How to Implement Effective Prediction and Forwarding for Fusable Dynamic Multicore Architectures

19th IEEE International Symposium on High Performance Computer Architecture (HPCA) |

Dynamic multicore architectures, that fuse and split cores at run time, potentially offer a level of performance/energy agility that static multicore designs cannot achieve. Conventional ISAs, however, have scalability limits to fusion. EDGE-based designs offer greater scalability but to date have been performance limited by significant microarchitectural bottlenecks. This paper addresses these issues and makes three major contributions.
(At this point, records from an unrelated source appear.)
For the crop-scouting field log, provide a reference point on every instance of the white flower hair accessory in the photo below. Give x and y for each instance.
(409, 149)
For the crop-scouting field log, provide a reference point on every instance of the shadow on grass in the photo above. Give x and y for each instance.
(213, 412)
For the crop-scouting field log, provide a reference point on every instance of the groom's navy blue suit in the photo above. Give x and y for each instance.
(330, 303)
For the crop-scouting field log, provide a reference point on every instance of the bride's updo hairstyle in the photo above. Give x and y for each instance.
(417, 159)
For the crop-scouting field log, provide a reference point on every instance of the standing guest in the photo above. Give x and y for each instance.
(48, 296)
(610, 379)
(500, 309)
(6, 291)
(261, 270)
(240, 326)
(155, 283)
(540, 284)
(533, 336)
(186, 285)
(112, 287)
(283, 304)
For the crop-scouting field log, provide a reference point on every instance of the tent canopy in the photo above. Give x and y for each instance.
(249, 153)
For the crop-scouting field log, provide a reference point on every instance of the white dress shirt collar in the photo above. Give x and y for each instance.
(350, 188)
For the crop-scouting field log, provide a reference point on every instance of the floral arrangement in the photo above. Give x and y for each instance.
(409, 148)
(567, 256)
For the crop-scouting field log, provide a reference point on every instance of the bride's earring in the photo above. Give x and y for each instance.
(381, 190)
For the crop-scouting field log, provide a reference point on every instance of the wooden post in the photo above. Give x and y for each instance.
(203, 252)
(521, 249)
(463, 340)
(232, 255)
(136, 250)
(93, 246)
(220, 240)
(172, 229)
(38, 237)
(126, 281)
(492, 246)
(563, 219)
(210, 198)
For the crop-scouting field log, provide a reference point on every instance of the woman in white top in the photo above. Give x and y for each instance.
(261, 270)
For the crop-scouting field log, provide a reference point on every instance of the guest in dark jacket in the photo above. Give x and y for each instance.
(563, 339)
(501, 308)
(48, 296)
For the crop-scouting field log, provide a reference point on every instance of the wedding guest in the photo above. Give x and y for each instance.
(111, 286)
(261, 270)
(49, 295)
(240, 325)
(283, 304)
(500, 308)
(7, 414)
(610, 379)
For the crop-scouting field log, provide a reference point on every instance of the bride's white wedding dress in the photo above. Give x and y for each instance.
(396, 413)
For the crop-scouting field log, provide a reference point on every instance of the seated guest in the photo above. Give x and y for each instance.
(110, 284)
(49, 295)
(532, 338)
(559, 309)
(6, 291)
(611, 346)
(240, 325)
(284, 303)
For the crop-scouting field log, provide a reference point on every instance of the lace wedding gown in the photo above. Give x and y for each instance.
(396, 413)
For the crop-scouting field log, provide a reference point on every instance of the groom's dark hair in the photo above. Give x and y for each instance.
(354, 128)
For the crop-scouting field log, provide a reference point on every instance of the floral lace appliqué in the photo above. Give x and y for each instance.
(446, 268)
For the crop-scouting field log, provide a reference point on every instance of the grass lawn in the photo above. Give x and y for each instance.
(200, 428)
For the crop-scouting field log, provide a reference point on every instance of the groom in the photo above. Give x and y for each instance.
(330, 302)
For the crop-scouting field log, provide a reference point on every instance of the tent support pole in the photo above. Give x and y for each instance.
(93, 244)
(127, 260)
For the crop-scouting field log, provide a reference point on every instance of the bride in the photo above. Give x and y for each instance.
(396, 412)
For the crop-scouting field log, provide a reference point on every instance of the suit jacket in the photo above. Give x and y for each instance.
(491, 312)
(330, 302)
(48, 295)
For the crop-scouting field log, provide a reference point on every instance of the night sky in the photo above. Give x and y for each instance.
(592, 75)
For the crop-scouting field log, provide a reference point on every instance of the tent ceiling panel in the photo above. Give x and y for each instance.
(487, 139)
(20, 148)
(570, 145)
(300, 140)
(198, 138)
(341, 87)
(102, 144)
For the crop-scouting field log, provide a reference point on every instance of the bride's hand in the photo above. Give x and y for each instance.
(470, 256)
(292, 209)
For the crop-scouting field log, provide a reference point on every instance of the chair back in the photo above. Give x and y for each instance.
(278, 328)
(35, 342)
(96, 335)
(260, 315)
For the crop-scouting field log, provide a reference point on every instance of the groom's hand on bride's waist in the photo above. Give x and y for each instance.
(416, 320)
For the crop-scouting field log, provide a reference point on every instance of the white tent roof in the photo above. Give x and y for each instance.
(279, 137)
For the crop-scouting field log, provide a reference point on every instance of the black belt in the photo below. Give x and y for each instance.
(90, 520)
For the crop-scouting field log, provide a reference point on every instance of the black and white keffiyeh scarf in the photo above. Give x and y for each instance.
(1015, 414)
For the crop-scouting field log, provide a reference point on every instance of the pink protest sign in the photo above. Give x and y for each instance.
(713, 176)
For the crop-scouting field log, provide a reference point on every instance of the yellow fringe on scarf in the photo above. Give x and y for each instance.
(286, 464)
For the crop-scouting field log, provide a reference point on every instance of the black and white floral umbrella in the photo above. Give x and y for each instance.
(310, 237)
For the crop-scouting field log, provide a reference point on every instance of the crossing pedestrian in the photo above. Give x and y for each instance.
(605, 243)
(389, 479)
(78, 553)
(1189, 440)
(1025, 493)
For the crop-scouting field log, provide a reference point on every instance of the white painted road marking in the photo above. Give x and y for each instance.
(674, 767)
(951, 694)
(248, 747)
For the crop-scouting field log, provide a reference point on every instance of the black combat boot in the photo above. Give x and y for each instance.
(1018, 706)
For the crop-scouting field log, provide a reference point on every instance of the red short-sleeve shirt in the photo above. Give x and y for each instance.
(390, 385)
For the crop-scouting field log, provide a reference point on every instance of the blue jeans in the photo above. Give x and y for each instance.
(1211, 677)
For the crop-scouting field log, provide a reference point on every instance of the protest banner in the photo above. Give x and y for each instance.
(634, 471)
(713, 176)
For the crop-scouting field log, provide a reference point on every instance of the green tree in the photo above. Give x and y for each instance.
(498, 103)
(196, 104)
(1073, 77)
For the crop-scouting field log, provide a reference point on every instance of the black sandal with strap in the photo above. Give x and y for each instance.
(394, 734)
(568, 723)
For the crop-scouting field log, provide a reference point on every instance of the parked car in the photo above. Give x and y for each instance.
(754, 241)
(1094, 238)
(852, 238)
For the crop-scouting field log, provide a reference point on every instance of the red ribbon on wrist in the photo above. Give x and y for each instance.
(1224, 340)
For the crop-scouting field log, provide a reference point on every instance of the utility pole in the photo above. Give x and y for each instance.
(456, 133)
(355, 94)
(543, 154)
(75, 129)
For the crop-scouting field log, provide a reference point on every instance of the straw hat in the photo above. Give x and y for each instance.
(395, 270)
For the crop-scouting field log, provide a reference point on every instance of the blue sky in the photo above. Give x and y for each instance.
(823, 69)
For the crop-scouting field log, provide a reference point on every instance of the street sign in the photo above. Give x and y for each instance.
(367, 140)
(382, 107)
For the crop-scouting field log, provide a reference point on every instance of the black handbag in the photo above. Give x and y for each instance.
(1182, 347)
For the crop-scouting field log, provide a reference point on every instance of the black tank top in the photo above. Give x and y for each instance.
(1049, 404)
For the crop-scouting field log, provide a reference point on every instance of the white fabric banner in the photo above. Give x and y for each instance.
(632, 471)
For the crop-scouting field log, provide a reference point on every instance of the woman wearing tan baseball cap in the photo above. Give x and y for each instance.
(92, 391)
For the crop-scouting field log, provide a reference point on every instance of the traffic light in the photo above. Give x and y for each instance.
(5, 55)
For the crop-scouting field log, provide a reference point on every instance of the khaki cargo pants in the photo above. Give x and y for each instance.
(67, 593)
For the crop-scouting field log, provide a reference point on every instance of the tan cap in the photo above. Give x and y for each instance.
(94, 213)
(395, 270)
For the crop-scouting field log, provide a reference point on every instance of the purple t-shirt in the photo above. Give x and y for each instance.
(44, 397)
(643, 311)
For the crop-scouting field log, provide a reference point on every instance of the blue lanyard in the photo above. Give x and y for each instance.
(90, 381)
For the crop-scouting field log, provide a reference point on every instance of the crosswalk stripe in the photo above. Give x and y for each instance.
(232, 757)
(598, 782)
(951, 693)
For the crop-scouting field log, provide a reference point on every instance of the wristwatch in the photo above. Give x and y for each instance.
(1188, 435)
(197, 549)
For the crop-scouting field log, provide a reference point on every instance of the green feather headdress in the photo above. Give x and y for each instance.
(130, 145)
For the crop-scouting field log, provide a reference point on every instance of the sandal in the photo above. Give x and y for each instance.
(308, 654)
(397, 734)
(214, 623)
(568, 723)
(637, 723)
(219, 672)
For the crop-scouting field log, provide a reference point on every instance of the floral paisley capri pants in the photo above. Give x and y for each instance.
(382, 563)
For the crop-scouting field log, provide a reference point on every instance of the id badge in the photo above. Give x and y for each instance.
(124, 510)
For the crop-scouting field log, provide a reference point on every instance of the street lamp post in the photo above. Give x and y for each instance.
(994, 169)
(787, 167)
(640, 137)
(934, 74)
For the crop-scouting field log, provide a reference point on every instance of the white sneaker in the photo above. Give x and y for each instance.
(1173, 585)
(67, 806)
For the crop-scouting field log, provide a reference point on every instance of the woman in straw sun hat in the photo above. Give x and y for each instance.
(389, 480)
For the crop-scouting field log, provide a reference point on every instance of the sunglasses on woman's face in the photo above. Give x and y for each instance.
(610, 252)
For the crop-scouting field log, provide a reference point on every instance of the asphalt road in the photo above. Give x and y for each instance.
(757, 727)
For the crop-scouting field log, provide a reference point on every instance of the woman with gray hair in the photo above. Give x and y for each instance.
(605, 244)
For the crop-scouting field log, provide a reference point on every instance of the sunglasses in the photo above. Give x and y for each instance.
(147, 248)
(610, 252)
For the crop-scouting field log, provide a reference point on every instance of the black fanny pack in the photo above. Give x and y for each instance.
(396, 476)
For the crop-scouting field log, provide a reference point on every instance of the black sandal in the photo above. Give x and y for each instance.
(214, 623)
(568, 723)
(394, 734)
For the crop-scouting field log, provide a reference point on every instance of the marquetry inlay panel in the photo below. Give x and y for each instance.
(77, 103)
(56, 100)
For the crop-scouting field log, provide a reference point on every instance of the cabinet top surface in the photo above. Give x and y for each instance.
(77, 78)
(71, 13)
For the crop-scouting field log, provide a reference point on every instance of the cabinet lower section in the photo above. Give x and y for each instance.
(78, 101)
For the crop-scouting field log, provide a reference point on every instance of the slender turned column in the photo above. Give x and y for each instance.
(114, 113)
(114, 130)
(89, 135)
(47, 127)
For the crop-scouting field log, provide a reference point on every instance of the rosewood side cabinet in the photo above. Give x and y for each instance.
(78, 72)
First, it proposes Iterative Path Prediction to address low next block prediction accuracy and low speculation rates. It achieves close to taken/not-taken prediction accuracy for multi-exit instruction blocks while also speculating the predicated execution path within the block. Second, the paper proposes Exposed Operand Broadcasts to address the overhead of operand delivery for high fanout instructions by exposing a small number of broadcast operands in the ISA. Third, we present a scalable composable architecture called T3 that uses these mechanisms and show it can operate across a wide range of power and performance spectrum by increasing energy efficiency and performance significantly. Compared to previous EDGE designs, T3 improves energy efficiency by about 2x and performance by up to 50%.